The XML to override these settings is as follows
<Override> <ConversionSettings> <ConverterSpecificSettings type="ConverterSpecificSettings_WordProcessing"> <ProcessDocumentTemplate>true</ProcessDocumentTemplate> <RevisionsAndCommentsMarkupMode>InLine</RevisionsAndCommentsMarkupMode> <RevisionsAndCommentsDisplayMode>OriginalShowingMarkup</RevisionsAndCommentsDisplayMode> </ConverterSpecificSettings> </ConversionSettings> </Override>
The possible values for RevisionsAndCommentsMarkupMode are:
-
InLine: Show all revisions Inline.
-
Balloon: Show all revisions in balloons.
-
Mixed: Show only comments and formatting in balloons.
The possible values for RevisionsAndCommentsDisplayMode are:
-
FinalShowingMarkup: Show the document with all proposed changes highlighted.
-
Final: Show the document with all proposed changes included.
-
OriginalShowingMarkup: Show the original document with all proposed changes highlighted.
-
Original: Show the document before any changes were made.
Trim page numbers when converting to PDF
Sometimes you may not be interested in all pages of the converted file, e.g you only want to convert the cover page (Page 1). To achieve this just set the StartPage and EndPage to 1 as follows:
<Override> <ConversionSettings> <StartPage>1</StartPage> <EndPage>1</EndPage> </ConversionSettings> </Override>
When the start or end page should not be limited, specify 0 inside the element or remove the element. Do not include empty elements, e.g.

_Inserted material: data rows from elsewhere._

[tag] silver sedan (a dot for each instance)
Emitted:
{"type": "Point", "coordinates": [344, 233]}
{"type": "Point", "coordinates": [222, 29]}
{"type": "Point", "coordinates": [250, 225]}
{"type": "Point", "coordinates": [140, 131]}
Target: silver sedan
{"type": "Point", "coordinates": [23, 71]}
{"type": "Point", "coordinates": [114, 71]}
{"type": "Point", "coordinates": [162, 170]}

<Override> <ConversionSettings> <StartPage>2</StartPage> </ConversionSettings> </Override>
Specify ‘open’ passwords for secured documents
If your MS-Word files have been saved using a password then under normal circumstances these files cannot be converted. However, if you know this password then you can specify it as follows.
<Override> <OpenOptions> <Password></Password> </OpenOptions> </Override>
Disable refreshing of content
By default the PDF Converter refreshes all content in an MS-Word file, e.g. embedded fields, table of contents, smart parts, etc. If this is not desired then specify the following XML:
<Override> <OpenOptions> <RefreshContent>false</RefreshContent> </OpenOptions> </Override>
Specify PDF profile, e.g. PDF/A or a specific PDF Version
We currently provide some brilliant PDF/A support, but it is an all or nothing approach by setting a global flag in the configuration file. To control the PDF Version on a request by request basis either use our Web Services Interface or specify the following XML in the optional parameters field of the Convert Document workflow activity.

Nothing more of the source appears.